In the above code, is the logits_mask used to filter out the negative pairs? Why is it a square matrix whose diagonal is 0 and 1 of other elements? I think the logits_mask = ~ mask, which is to flag which pair is negative? Thank you for your reply.

QishengL commented 2 years ago

0 because you don't want to use the inner product of itself. 1 means other positions are good to use. After mask * logits_mask. You get all the positions that are inner products of positive samples and exclude the sample itself.

What I do not understand is log_prob = logits - torch.log(exp_logits.sum(1, keepdim=True)). Why do we use logits to minus the log of the denominator of the equation in the paper? Did you figure it out?

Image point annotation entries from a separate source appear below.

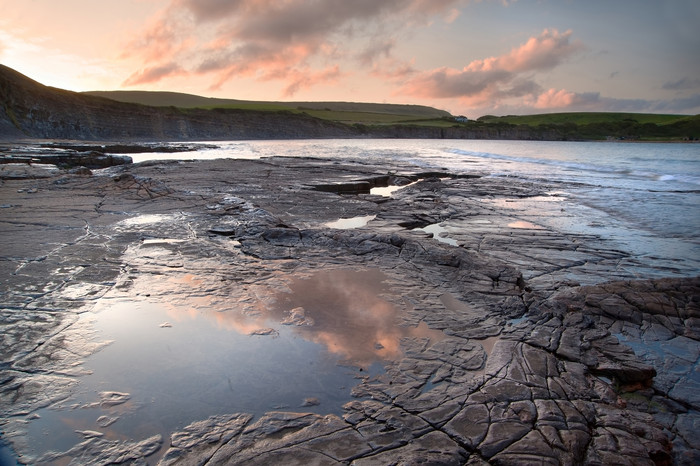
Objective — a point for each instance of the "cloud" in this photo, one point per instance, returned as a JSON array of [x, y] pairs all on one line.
[[682, 84], [495, 78], [153, 74], [270, 39]]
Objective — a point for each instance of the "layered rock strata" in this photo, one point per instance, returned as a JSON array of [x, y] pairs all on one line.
[[552, 353]]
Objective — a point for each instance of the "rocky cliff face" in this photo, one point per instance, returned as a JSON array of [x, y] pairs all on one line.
[[29, 109], [32, 110]]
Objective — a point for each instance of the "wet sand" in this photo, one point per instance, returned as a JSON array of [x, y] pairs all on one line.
[[436, 324]]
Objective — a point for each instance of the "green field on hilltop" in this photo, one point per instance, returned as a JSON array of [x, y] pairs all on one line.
[[584, 118], [556, 126]]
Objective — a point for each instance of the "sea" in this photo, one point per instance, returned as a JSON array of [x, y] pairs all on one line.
[[642, 198]]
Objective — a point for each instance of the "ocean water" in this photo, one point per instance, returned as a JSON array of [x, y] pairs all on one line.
[[644, 198]]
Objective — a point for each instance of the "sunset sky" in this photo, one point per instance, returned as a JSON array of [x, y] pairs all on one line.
[[465, 56]]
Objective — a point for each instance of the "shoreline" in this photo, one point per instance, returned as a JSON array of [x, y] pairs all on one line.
[[556, 384]]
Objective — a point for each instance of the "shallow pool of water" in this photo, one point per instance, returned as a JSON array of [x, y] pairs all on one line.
[[350, 223], [180, 360]]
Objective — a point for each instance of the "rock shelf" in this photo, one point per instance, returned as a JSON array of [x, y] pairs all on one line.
[[553, 351]]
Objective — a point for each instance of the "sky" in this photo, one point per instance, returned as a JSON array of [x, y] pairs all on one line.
[[469, 57]]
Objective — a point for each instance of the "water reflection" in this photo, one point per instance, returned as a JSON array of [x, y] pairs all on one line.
[[344, 311], [184, 347], [350, 223]]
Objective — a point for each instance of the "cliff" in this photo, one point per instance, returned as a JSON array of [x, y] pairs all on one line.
[[32, 110]]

fanchi commented 2 years ago

log(a/b) = log(a) - log(b)

shuaiNJU commented 1 year ago

0 because you don't want to use the inner product of itself. 1 means other positions are good to use. After mask * logits_mask. You get all the positions that are inner products of positive samples and exclude the sample itself.

What I do not understand is log_prob = logits - torch.log(exp_logits.sum(1, keepdim=True)). Why do we use logits to minus the log of the denominator of the equation in the paper? Did you figure it out?

hello,you said that "After mask * logits_mask. You get all the positions that are inner products of positive samples and exclude the sample itself.", however, each row of the mask matrix is a one-hot coding vector, that's means only an augmentation sample that is the same origin as anchor is used as positive, and no other augmentation samples that belong to the same label as anchor are used. So can you tell me which code shows other augmentation samples that belong to the same label as anchor are used as positives? Thanks a lot!

Arsiuuu commented 1 year ago

0 because you don't want to use the inner product of itself. 1 means other positions are good to use. After mask * logits_mask. You get all the positions that are inner products of positive samples and exclude the sample itself. What I do not understand is log_prob = logits - torch.log(exp_logits.sum(1, keepdim=True)). Why do we use logits to minus the log of the denominator of the equation in the paper? Did you figure it out?

hello,you said that "After mask * logits_mask. You get all the positions that are inner products of positive samples and exclude the sample itself.", however, each row of the mask matrix is a one-hot coding vector, that's means only an augmentation sample that is the same origin as anchor is used as positive, and no other augmentation samples that belong to the same label as anchor are used. So can you tell me which code shows other augmentation samples that belong to the same label as anchor are used as positives? Thanks a lot!

Did you resolve it? Looking forward to your reply.

jlliRUC commented 1 year ago

hello,you said that "After mask * logits_mask. You get all the positions that are inner products of positive samples and exclude the sample itself.", however, each row of the mask matrix is a one-hot coding vector, that's means only an augmentation sample that is the same origin as anchor is used as positive, and no other augmentation samples that belong to the same label as anchor are used. So can you tell me which code shows other augmentation samples that belong to the same label as anchor are used as positives? Thanks a lot!

For multi augmentions in unsupervised scenario or multi samples with same labels in supervised scenario, the mask matrix is not one-hot vector. It contains the label info of all positives.